ZPC on Thursday warned that low water levels in Lake Kariba would force a reduction in power output by almost 50 percent. The lake level at the end of July was 480.81 metres above sea level. This was 1.05 percent, or some five metres, below the lake level for the same period in 2014, which was at 485.91 metres above sea level, ZPC said.

It had been determined that continuing current levels of power generation would result in the lake falling below the minimum draw-down level of 475.5 metres before the onset of the next rainy season, hopefully in November 2015, with a possible shutdown of the station for two months. ZPC and Zambia's Zesco share power generation equally.

Confederation of Zimbabwe Industries president Busisa Moyo told African News Agency on Friday the shutdown proposal was worrying as it would affect production.

“We are concerned because the proposal does not state when. We are moving towards the festive season where production and consumption is very high. “We are concerned by the timing if it happens before the end of the year,” Moyo said. “We definitely have to protect the few remaining jobs.

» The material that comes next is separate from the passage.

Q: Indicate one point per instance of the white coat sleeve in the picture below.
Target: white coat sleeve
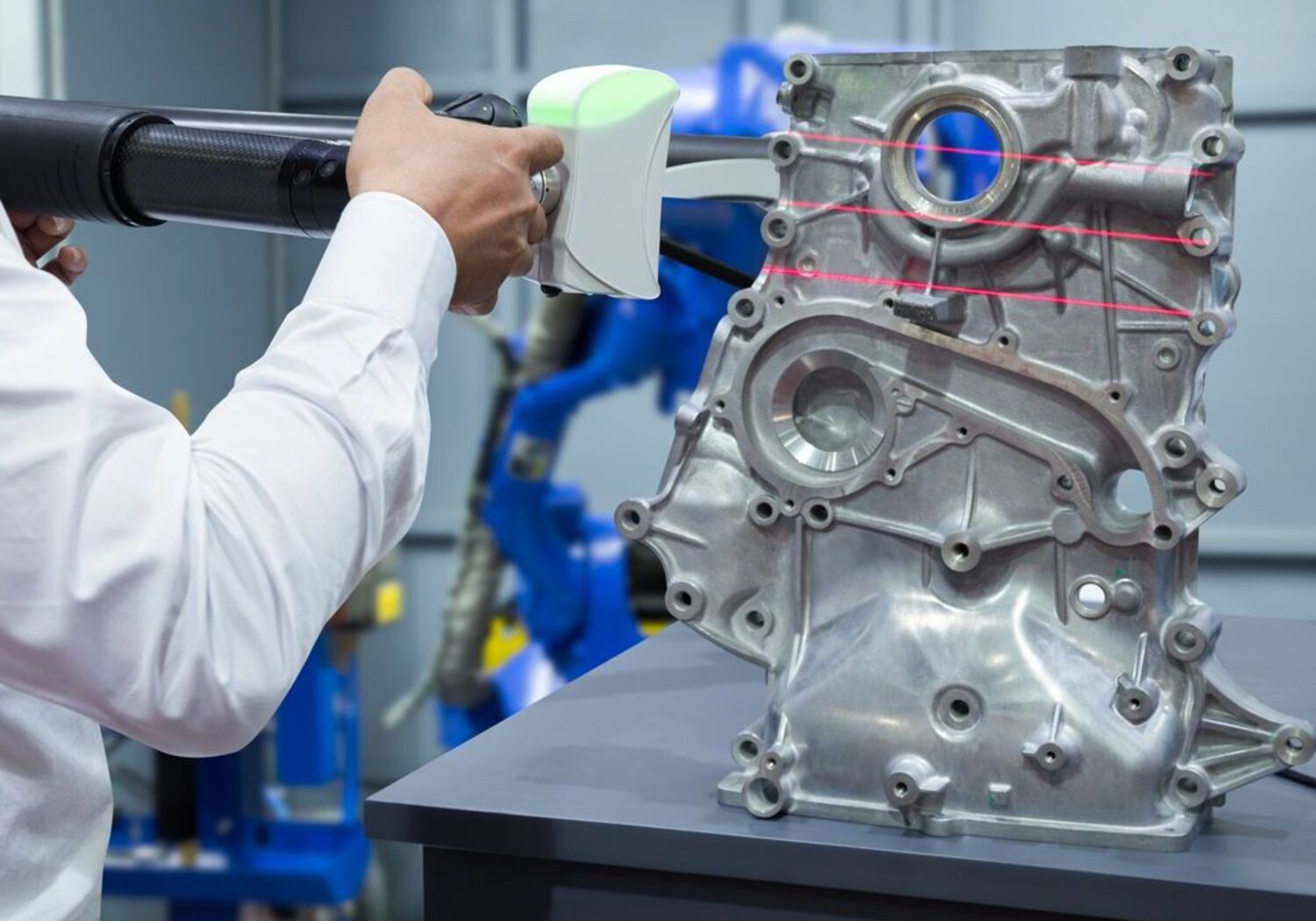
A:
(171, 586)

If they shut down in the low production and consumption season between January and February it makes sense, but not November and December.” Business had been between 15 and 30 percent on volumes and companies were trying to recover from the depressed situation.

Economist John Robertson said the business sector had already been badly affected by previous events and the few survivors Zimbabwe still had would struggle even more to survive. “We are going to see whether the rationing process is going to favour the productive sector as compared to households and [the] commercial sector. “But all this acts in uncertainty and makes it absolutely certain that we will not get new investors until the problem of power is solved,” Robertson said.

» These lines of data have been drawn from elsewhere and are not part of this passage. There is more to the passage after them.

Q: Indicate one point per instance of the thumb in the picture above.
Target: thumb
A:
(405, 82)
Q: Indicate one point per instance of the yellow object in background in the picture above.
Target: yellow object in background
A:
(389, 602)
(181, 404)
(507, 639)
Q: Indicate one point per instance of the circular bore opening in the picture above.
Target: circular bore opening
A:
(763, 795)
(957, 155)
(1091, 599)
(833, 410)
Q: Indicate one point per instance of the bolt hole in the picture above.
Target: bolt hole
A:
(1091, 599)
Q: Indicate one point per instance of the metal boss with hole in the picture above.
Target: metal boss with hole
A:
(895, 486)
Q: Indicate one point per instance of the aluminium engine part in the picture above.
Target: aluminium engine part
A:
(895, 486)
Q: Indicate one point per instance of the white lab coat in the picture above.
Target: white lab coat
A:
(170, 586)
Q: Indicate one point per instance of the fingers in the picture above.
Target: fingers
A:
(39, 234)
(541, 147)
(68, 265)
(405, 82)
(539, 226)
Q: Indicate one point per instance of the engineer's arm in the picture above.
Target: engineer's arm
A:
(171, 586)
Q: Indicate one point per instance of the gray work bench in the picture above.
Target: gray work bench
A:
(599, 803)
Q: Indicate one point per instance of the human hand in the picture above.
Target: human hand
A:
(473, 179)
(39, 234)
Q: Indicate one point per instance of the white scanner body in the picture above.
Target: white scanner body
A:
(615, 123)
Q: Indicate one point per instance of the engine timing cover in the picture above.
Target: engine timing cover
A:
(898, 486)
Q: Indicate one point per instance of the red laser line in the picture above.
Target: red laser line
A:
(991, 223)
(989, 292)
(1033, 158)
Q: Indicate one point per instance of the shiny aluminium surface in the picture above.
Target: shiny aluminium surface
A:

The power situation would only improve in 2018 when a new power station being built near Binga came into operation. Robertson forecast another drought in the coming years, meaning Lake Kariba might again fail to rise to the levels needed to end power cuts anytime soon. It looked gloomy for Zimbabwe in the next two years, which would be punctuated by record-breaking imports, as agriculture would be the worst hit.

“For the next two years, it looks like we have a long and clearly difficult period [in] which I think the few remaining manufacturing companies may fail and I think it is going to be very serious indeed,” he said. In a mid-year fiscal policy review, Zimbabwean finance minister Patrick Chinamasa said the Kariba South Hydro Power Station extension remained on course for completion in 2018 and to date a total of US101.8 million had been spent on the project.

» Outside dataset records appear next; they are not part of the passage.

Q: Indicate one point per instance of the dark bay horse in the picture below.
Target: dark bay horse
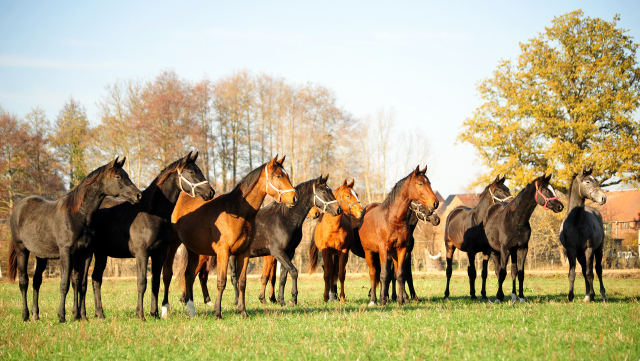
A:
(508, 230)
(144, 230)
(62, 229)
(269, 267)
(384, 229)
(278, 232)
(333, 236)
(224, 226)
(582, 233)
(465, 231)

Rehabilitation of Kariba Dam, separate from plant extensions, fell under the auspices of the multinational Kariba Dam Rehabilitation Project, and US295 million had been spent through a combination of grants and loans to Zimbabwe and Zambia. However, electricity and water, Chinamasa said, would shrink by about 4.2 percent this year after an initial 2.5 percent sectoral growth.

The Zambezi River Authority has rerun the simulation to determine the remaining allocation and recommended level of generation of each utility in future to 305MW for Kariba North (Zambia) and 475MW for Kariba South (Zimbabwe). At peak consumption, Zimbabwe requires about 2200MW.